Imagine how inspirational content would spread today. Cassette tapes would likely be replaced by CD-ROM- More reliable and can be played thousands of times without damage (didn't you hate it when the cassette tape would unravel and bend). Or, would all the "messages" be sent by e-mail or be downloaded from websites many miles away (safely placed within civilized democratic borders). Interesting thought. Cisco, Microsoft, Oracle and Intel don't advertise how the Internet can cause a "political revolution"
although there many advertisements tout a commercial or social revolution to which they are proud to be contributing members.

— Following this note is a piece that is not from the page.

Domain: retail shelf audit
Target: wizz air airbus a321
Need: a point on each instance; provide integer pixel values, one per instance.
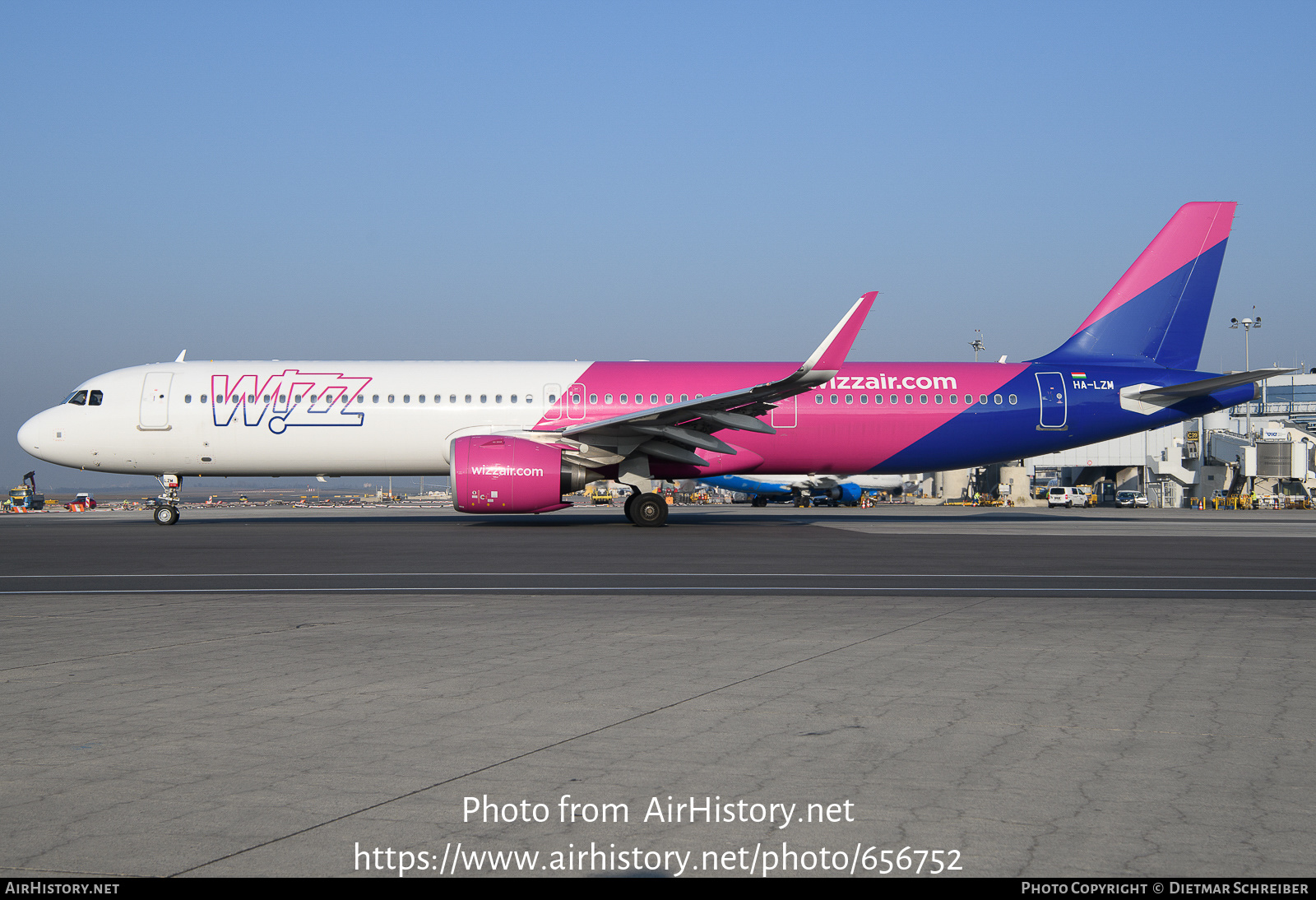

When a tyrannical leader wants to crack down or offer a bounty on the head of some opponent, it will now be necessary to have an IT department. The leader's secret police will require computer specialists in addition to experts in torture. Young persons embracing the excitement of revolution will not have to worry about meeting in public to exchange the latest "message". Instead, they will be able to acquire all the information right at home. The easier it is to get the "message" and the less you have to
share/exchange that message with others in a clandestine and dangerous way raises the question as to whether that message will carry the same degree of emotional enthusiasm or excitement as compared to the message cautiously guarded from mouth to mouth or delivered, in the case of a cassette, from hand to hand.

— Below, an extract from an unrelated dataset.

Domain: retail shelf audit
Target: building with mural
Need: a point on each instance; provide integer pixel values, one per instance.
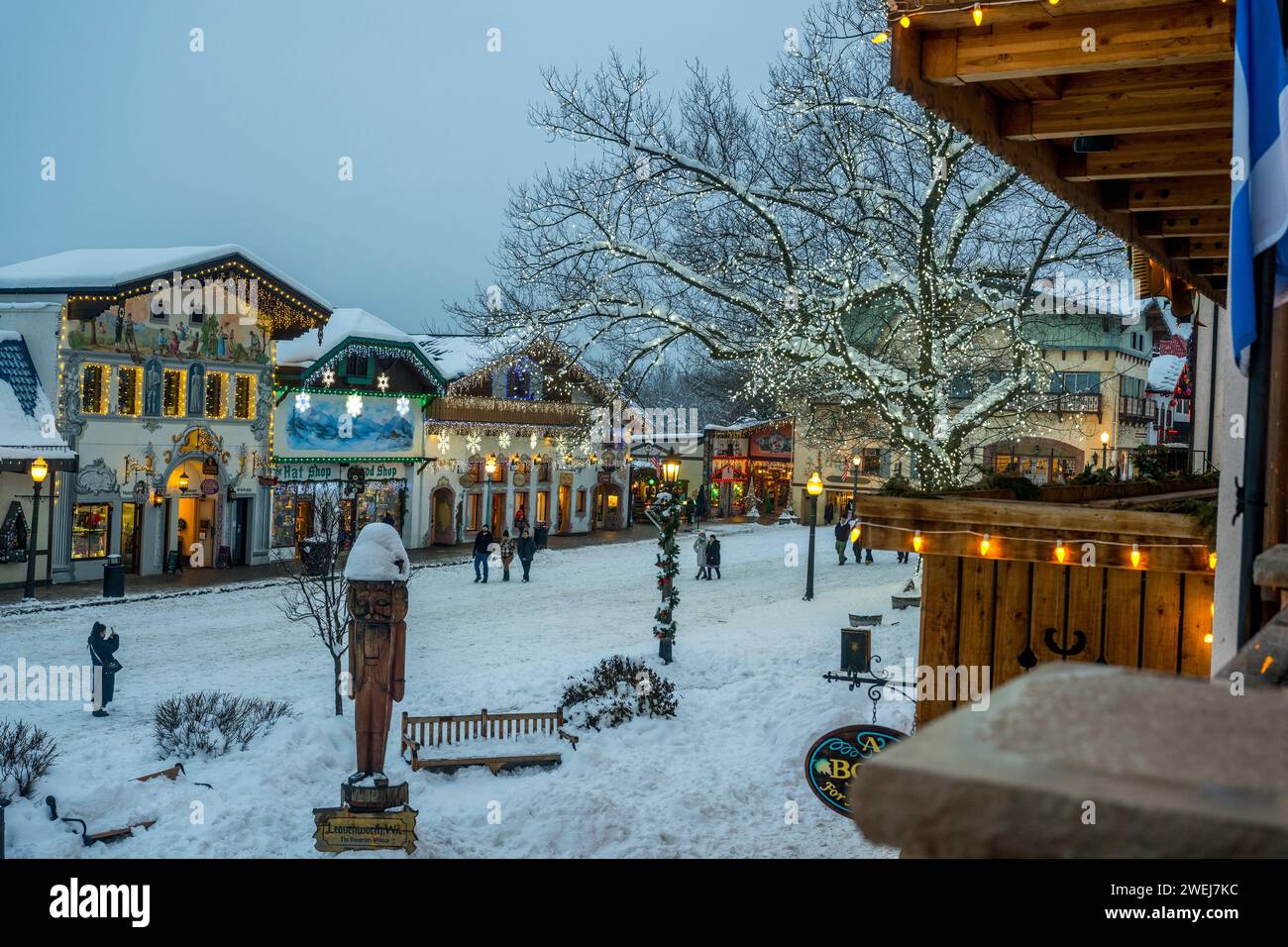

In my view, the technological revolution has made it easier to spread a message of political revolution, however, the process has nullified an essential element of all political revolution, the social or collective effort. Technology has rendered revolution a solo sport. Without the need to spread the message in person and from person to person, revolution is without its ammunition-social interaction.
Not that I expect a revolution any time soon.